Reymond Research Group

University of Bern

Molecular Framework Analysis of the Generated Database GDB-13s

The paper on Bemis and Murcko molecular frameworks of GDB-13s molecules is now published in JCIM! Here we assessed the originality of GDB and found out that many exclusive molecular frameworks in GDB might be the most relevant targets for synthetic chemistry aiming at innovative molecules.

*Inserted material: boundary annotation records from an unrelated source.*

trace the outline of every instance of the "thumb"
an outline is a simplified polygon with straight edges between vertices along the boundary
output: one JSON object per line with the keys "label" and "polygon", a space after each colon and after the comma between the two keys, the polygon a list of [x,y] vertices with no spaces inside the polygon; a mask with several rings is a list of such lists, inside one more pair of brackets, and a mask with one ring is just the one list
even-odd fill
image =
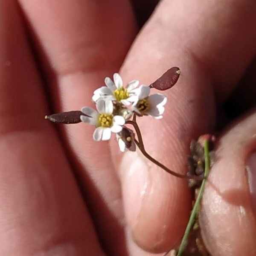
{"label": "thumb", "polygon": [[200,222],[211,255],[256,255],[256,110],[221,137]]}

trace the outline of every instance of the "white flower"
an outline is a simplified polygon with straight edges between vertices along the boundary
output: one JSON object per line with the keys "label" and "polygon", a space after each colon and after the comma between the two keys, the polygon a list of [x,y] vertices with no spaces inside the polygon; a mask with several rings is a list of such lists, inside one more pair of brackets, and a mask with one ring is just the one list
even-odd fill
{"label": "white flower", "polygon": [[111,137],[111,132],[120,132],[122,125],[125,122],[121,116],[113,116],[113,104],[110,100],[99,100],[96,103],[96,110],[84,107],[81,111],[87,116],[80,116],[82,122],[96,126],[93,132],[93,140],[96,141],[108,140]]}
{"label": "white flower", "polygon": [[108,99],[128,105],[137,100],[136,94],[137,91],[134,89],[139,85],[138,80],[131,81],[125,88],[122,78],[119,74],[115,73],[113,78],[113,82],[109,77],[106,77],[106,86],[102,86],[94,91],[92,98],[94,102],[101,99]]}
{"label": "white flower", "polygon": [[138,100],[133,104],[133,110],[140,115],[148,115],[156,119],[163,118],[164,105],[167,101],[166,96],[160,93],[149,95],[150,88],[142,85],[137,90]]}
{"label": "white flower", "polygon": [[116,134],[116,139],[122,152],[125,152],[127,150],[130,151],[136,150],[136,145],[134,142],[134,134],[130,129],[123,127],[121,132]]}

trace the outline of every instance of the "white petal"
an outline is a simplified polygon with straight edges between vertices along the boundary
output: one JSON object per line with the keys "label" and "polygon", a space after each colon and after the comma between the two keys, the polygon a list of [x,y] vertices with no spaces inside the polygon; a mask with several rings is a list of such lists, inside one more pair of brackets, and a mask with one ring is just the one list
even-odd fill
{"label": "white petal", "polygon": [[111,115],[113,113],[113,103],[111,100],[106,100],[105,102],[105,113]]}
{"label": "white petal", "polygon": [[164,108],[160,107],[160,108],[151,108],[147,113],[147,114],[151,116],[156,119],[160,119],[163,118],[162,114],[164,111]]}
{"label": "white petal", "polygon": [[105,84],[111,90],[114,91],[116,89],[116,87],[114,84],[113,81],[109,78],[106,77],[105,78]]}
{"label": "white petal", "polygon": [[131,102],[129,102],[128,99],[121,99],[121,102],[125,106],[129,106],[131,105]]}
{"label": "white petal", "polygon": [[163,115],[163,112],[164,112],[164,107],[161,106],[161,105],[158,105],[157,108],[158,110],[158,112],[159,112],[159,114]]}
{"label": "white petal", "polygon": [[135,89],[138,85],[139,85],[139,81],[138,80],[133,80],[132,81],[131,81],[131,82],[128,83],[126,86],[127,91],[129,92],[132,90]]}
{"label": "white petal", "polygon": [[96,102],[96,108],[99,113],[111,115],[113,112],[113,104],[109,99],[99,99]]}
{"label": "white petal", "polygon": [[96,90],[93,93],[95,94],[100,94],[100,95],[112,95],[112,91],[106,86],[102,86],[100,88]]}
{"label": "white petal", "polygon": [[113,117],[113,125],[123,125],[125,123],[125,119],[121,116],[115,116]]}
{"label": "white petal", "polygon": [[149,86],[142,85],[140,87],[140,91],[138,95],[139,99],[141,99],[144,98],[147,98],[149,95],[150,88]]}
{"label": "white petal", "polygon": [[122,139],[118,140],[118,145],[121,152],[125,152],[125,143]]}
{"label": "white petal", "polygon": [[154,108],[155,106],[158,105],[163,106],[165,105],[167,101],[167,98],[166,96],[160,93],[155,93],[150,95],[148,99],[148,102],[151,108]]}
{"label": "white petal", "polygon": [[93,94],[92,97],[92,99],[93,100],[93,101],[94,101],[95,102],[96,102],[100,98],[100,94]]}
{"label": "white petal", "polygon": [[122,86],[122,80],[118,73],[115,73],[113,76],[114,82],[117,89],[121,88]]}
{"label": "white petal", "polygon": [[128,98],[126,100],[130,102],[138,102],[138,96],[136,95],[132,95]]}
{"label": "white petal", "polygon": [[122,129],[122,127],[121,125],[114,125],[112,126],[111,126],[110,128],[111,129],[111,131],[112,132],[117,133],[120,132]]}
{"label": "white petal", "polygon": [[140,115],[141,114],[140,111],[136,107],[133,107],[132,108],[132,110],[138,113]]}
{"label": "white petal", "polygon": [[111,130],[110,128],[103,128],[103,133],[102,140],[108,140],[111,137]]}
{"label": "white petal", "polygon": [[93,117],[98,115],[98,112],[93,108],[89,107],[84,107],[81,108],[81,111],[86,115]]}
{"label": "white petal", "polygon": [[86,116],[83,116],[81,115],[80,116],[80,120],[84,122],[89,124],[89,125],[95,125],[97,123],[97,118],[96,117],[89,117]]}
{"label": "white petal", "polygon": [[99,141],[102,137],[104,128],[102,127],[96,128],[93,132],[93,140],[96,141]]}

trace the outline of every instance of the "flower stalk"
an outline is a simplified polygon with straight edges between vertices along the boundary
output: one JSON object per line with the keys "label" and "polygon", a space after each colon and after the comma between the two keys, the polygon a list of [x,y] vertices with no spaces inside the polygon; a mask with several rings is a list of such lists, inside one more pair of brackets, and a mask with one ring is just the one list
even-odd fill
{"label": "flower stalk", "polygon": [[[207,140],[204,141],[204,158],[205,158],[205,166],[204,166],[204,180],[202,182],[201,186],[199,189],[199,191],[198,195],[197,197],[194,204],[192,211],[190,214],[190,217],[189,220],[186,228],[184,233],[184,236],[181,240],[181,242],[180,247],[177,256],[181,256],[183,252],[187,243],[188,237],[189,233],[191,228],[192,228],[195,221],[196,218],[197,212],[200,206],[201,200],[203,196],[204,190],[205,183],[207,180],[207,178],[210,170],[210,158],[209,157],[209,142]],[[167,254],[166,254],[167,255]]]}
{"label": "flower stalk", "polygon": [[127,124],[130,124],[133,125],[135,131],[136,132],[136,134],[137,134],[137,137],[138,137],[138,140],[135,139],[134,142],[136,145],[137,146],[138,148],[140,150],[141,153],[143,154],[143,155],[148,160],[159,166],[160,168],[162,168],[163,170],[164,170],[166,172],[167,172],[168,173],[173,175],[176,177],[179,178],[181,178],[183,179],[185,179],[187,180],[189,179],[194,179],[196,180],[201,180],[202,178],[197,175],[183,175],[180,173],[177,173],[171,170],[166,166],[163,163],[158,162],[157,160],[155,159],[154,157],[150,155],[146,151],[144,143],[143,143],[143,140],[142,139],[142,136],[141,135],[141,132],[140,132],[140,128],[139,128],[139,126],[137,124],[137,122],[136,121],[136,114],[134,113],[134,115],[133,120],[132,121],[128,120],[127,121],[125,122]]}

Check it out: Molecular Framework Analysis of the Generated Database GDB-13s

Abstract:
The generated databases (GDBs) list billions of possible molecules from systematic enumeration following simple rules of chemical stability and synthetic feasibility. To assess the originality of GDB molecules, we compared their Bemis and Murcko molecular frameworks (MFs) with those in public databases. MFs result from molecules by converting all atoms to carbons, all bonds to single bonds, and removing terminal atoms iteratively until none remain. We compared GDB-13s (99,394,177 molecules up to 13 atoms containing simplified functional groups, 22,130 MFs) with ZINC (885,905,524 screening compounds, 1,016,597 MFs), PubChem50 (100,852,694 molecules up to 50 atoms, 1,530,189 MFs), and COCONUT (401,624 natural products, 42,734 MFs). While MFs in public databases mostly contained linker bonds and six-membered rings, GDB-13s MFs had diverse ring sizes and ring systems without linker bonds. Most GDB-13s MFs were exclusive to this database, and many were relatively simple, representing attractive targets for synthetic chemistry aiming at innovative molecules.

Author(s): Ye Buehler and Jean-Louis Reymond